Try a PM to Russell (rapide561), he does it quite frequently. :wink:


----------



## pippin (Nov 15, 2007)

Easier to drive down into France. Metz or somewhere like that.


----------



## bognormike (May 10, 2005)

If it helps, we've stopped in Belgium at Han Sur Lesse (about 2 hours from Luxembourg) - see the sites database, there's an aire there and a couple of camps sites, just a few KM's off the autoroute heading down to Lux from Brussells.


----------



## pippin (Nov 15, 2007)

Han sur Lesse - even better spend a couple of extra hours while you are there and do the Grottes.

The most amazing caves!


----------



## bognormike (May 10, 2005)

We'll do them one day- stopped twice & said we must spend more time there! :roll:


----------



## Grizzly (May 9, 2005)

I've just been sorting my information ready for the off and came across this which I must have got via MHF.

There is a new aire ( opens 1st March) at REDANGE in Luxembourg. It is 10 km from the A4, just NE of Arlon. There are 12 places, 6 with hook up as well as fresh water and dump for grey.

It is on Rue de la Piscine, 8501 Redange, and the coordinates are:

N 49.769 167
E 5.894 722

I calculate it as 244 miles from Calais and have got it on Google maps just north of the junction between Rue de la Piscine and Rue Seifert.

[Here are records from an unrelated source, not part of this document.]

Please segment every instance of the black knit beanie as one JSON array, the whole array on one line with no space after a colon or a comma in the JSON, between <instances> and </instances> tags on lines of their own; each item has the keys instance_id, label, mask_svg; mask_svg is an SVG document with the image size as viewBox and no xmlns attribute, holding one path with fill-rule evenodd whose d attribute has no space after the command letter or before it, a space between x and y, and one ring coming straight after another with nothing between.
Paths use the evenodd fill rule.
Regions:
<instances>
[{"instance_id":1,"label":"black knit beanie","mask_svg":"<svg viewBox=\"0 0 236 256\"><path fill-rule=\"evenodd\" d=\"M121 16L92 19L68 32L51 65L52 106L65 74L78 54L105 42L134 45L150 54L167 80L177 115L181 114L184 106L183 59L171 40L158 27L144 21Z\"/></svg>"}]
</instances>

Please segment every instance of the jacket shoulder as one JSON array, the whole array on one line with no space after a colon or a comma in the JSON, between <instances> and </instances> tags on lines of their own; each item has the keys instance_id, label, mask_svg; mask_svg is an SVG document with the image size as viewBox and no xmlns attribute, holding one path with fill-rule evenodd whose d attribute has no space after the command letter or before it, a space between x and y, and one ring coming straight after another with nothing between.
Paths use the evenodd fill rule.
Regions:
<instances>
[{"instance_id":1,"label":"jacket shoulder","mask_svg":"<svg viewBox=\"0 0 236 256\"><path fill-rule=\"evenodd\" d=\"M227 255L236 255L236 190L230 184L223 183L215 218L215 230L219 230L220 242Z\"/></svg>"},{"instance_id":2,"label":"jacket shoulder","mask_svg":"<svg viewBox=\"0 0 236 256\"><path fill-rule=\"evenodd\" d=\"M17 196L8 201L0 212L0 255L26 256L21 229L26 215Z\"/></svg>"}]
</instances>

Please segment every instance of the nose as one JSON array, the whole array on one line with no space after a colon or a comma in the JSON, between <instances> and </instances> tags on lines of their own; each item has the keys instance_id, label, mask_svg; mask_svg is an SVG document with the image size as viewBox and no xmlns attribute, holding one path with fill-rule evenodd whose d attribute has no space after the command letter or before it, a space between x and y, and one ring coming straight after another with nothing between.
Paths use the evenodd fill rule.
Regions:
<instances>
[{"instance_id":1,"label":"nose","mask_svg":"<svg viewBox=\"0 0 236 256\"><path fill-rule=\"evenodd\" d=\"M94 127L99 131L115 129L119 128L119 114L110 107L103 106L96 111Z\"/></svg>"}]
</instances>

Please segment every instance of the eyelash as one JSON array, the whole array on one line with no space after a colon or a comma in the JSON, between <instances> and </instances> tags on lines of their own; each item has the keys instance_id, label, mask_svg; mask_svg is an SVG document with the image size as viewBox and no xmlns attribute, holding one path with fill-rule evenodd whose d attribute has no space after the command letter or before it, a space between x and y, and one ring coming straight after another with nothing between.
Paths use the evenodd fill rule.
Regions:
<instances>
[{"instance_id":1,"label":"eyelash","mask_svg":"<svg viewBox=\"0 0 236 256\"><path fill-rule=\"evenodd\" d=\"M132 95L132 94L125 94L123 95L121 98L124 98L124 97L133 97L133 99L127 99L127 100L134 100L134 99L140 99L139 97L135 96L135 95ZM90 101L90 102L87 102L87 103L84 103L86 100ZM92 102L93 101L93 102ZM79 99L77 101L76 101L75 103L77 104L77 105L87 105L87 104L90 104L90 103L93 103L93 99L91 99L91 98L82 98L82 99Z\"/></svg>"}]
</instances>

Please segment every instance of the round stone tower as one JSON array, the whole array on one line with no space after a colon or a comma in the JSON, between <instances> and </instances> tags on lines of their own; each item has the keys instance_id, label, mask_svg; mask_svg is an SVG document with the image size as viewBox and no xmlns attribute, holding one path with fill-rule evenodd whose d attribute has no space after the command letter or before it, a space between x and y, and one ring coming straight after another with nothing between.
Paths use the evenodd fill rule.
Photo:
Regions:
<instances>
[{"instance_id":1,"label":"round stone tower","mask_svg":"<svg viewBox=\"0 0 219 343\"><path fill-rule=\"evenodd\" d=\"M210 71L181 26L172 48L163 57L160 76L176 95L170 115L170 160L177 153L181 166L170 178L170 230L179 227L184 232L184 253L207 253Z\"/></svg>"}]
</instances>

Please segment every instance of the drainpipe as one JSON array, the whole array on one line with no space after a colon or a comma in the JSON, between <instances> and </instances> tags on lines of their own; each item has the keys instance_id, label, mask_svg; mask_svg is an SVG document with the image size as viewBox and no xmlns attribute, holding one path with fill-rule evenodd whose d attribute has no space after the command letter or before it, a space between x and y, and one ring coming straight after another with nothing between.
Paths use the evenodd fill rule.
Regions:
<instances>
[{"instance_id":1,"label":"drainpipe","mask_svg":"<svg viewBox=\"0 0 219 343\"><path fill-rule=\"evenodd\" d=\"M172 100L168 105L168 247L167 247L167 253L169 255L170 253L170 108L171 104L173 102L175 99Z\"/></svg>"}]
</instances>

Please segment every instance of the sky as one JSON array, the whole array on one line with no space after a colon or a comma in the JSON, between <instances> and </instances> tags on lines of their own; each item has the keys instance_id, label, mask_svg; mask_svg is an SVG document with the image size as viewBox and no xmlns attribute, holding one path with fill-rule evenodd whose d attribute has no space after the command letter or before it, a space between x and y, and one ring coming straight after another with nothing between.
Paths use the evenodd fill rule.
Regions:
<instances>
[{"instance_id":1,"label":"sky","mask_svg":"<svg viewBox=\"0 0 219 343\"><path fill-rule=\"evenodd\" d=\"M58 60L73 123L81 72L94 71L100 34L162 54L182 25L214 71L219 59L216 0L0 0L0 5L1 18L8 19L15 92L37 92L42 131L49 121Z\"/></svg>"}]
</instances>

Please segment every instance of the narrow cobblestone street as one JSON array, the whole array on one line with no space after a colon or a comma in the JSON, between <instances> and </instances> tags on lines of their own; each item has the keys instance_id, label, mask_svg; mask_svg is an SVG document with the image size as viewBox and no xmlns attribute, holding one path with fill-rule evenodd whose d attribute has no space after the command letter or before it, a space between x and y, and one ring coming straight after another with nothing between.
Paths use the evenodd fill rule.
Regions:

That is all I know about it but, if you do stay there, please would you put it up in the database ?

G


----------



## scouter (Dec 14, 2007)

we stay at Dahn just past Luxembourg on our route to Italy on a super little campsite with a great little restaurant

alan


----------



## Hampshireman (Apr 18, 2007)

Nice site on the outskirts of Luxembourg city with a great bus route on the door step. Its in the ACSI book. Can't remember the name but it's in MHF list of sites. Stayed there last June on the way to the Lakes. I find Garda too commercial, Maggiore is nicer, but as a tip, north west of the northern end of Garda, through Riva is a lovely little lake with a great site on it. It's in the MHF list too, 'cos I put it there. Name doesn't come to mind at present and away from home so can't refer to notes.


----------